Some scars run deep. My first job after graduation was at the United Nations, where British and French supervisors reveled in offering Americans less congeniality than Harry Potter finds at home. Eating at the cafeteria was never an option; I was ostracized. And with a miserly 45 minutes for lunch, plus an office with more checkpoints than any fortress Tom Clancy could devise, I was as likely to run out and meet a friend in midtown as to get wishes granted by the great and powerful Oz. That left Tudor City. Though I’ve always admired the hermetic complex for turning its back on the U.N., it offered up only La Bibliothèque, where, blessedly, I was treated like an orphan in a storm. Nevertheless, upon escaping my job, and after La Bibliothèque closed, I wouldn’t go near the neighborhood. Why pick at a wound?

Okay, let the healing begin. The residents of Tudor City should pass a resolution to lock their park, Gramercy-style, before the owners of L’Impero commandeer it to satisfy the demand for seating at their quietly ambitious and winning new outpost. Reflecting its tucked-in surroundings, L’Impero offers no views of either the U.N. or anything else. Instead, designer Vicente Wolf has created a hideaway infused with warmth. The room is swathed in pleated, off-white linen, with large framed mirrors, deep teal walls, and nuzzle-friendly illumination that offers a nifty solution to the horrific Halloweeny uplighting you get from a votive on the table: Steel rods suspend the candle over one’s place-setting by nearly a foot.

This overhead glow makes it that much easier to appreciate Scott Conant’s crisp, often sparkling, remarkably reverent Italian cuisine. As in the speeches I used to edit at the U.N., words can say so little. Nor do appearances always tell the whole story. Neither description nor plating of Conant’s homemade spaghetti with tomato and basil give any indication of its startling, fresh simplicity; meltingly sweet tomatoes, a snap of basil in the back of your throat, a whiff of garlic, all clinging to perfectly al dente strands. All of Conant’s pastas induce this immediately engaging effect. Nutty sweetbreads, bitter greens, gently brash shallots, and velvety chanterelles suffuse farfalle in well-oiled repertory. Mezzaluna ravioli hosts the piquant gaminess of braised rabbit, unhistrionically set against roasted parsnips, a quick blast of mint, and tomato. Could a universal tasting of braised duck–and–foie gras agnolotti promote world peace? Doubtful, maybe. But guests at our table fell into gentle harmony after just one bite.
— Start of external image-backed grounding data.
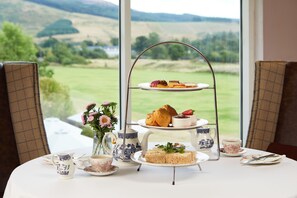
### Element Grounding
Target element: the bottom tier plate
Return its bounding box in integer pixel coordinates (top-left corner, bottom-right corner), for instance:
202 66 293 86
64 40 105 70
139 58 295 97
131 151 209 167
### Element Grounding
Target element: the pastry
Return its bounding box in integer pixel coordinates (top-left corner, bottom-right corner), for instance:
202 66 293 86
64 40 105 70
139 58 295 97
168 80 186 88
184 82 197 88
150 80 168 88
145 112 158 126
153 108 171 127
161 104 178 122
Conant’s soups, however, are not seductive enough. They lack the inviting perfume of his fricassee of mushrooms with truffle reduction. The brine of capers lingers too long after a taste of stewed octopus in sherry vinegar. And a seafood triumvirate of bluefin tuna, prawn in parsley purée, and scallop carpaccio with bottarga is too stingily portioned to fully enjoy. Yet lobster is glorified by rosemary and chickpeas, quail is enraptured by a foie gras reduction, and diver scallops gleam in a sunchoke-and-apple purée.

Roasted free-range chicken is so golden and appealing they should serve the whole damned bird. Seared branzino gets you with the rosemaried scent of French lentils. But the capretto is destined to be L’Impero’s signature dish. Slow-roasting the baby goat until it’s just shy of falling off the bone, Conant extracts a delicious sausagelike tartness from the tender meat, in concert with flash-sautéed artichoke. If the notion of Tuscan goat sends you scurrying for pizza, there is fennel-crusted lamb in a lush swamp of stewed eggplant, and unnaturally juicy juniper-and-pepperoncino-studded salmon slow-roasted in Manila-clam broth.

There aren’t enough desserts. When a chef deftly offers sesame cannoli, vanilla-risotto zeppole, and quince crostata as such easy pleasures, you know he is teasing – no, taunting – you to return because there’s so much more up his talented sleeve. Scott Conant has restored Tudor City to my urban map. But it’s as far east as I’ll go. Some things you can’t forget. Like the way my bosses used to tell me the U.N. tour sounded better in French.

L’Impero

  • 45 Tudor City Place
  • (212-599-5045).
  • Lunch, Monday through Friday, 12 to 2:30 p.m.
  • Dinner, Monday through Thursday, 5:30 to 10 p.m., Friday and Saturday, 5 to 11:30 p.m.
  • Appetizers $8 to $14; entrées $13 to $28. All major credit cards.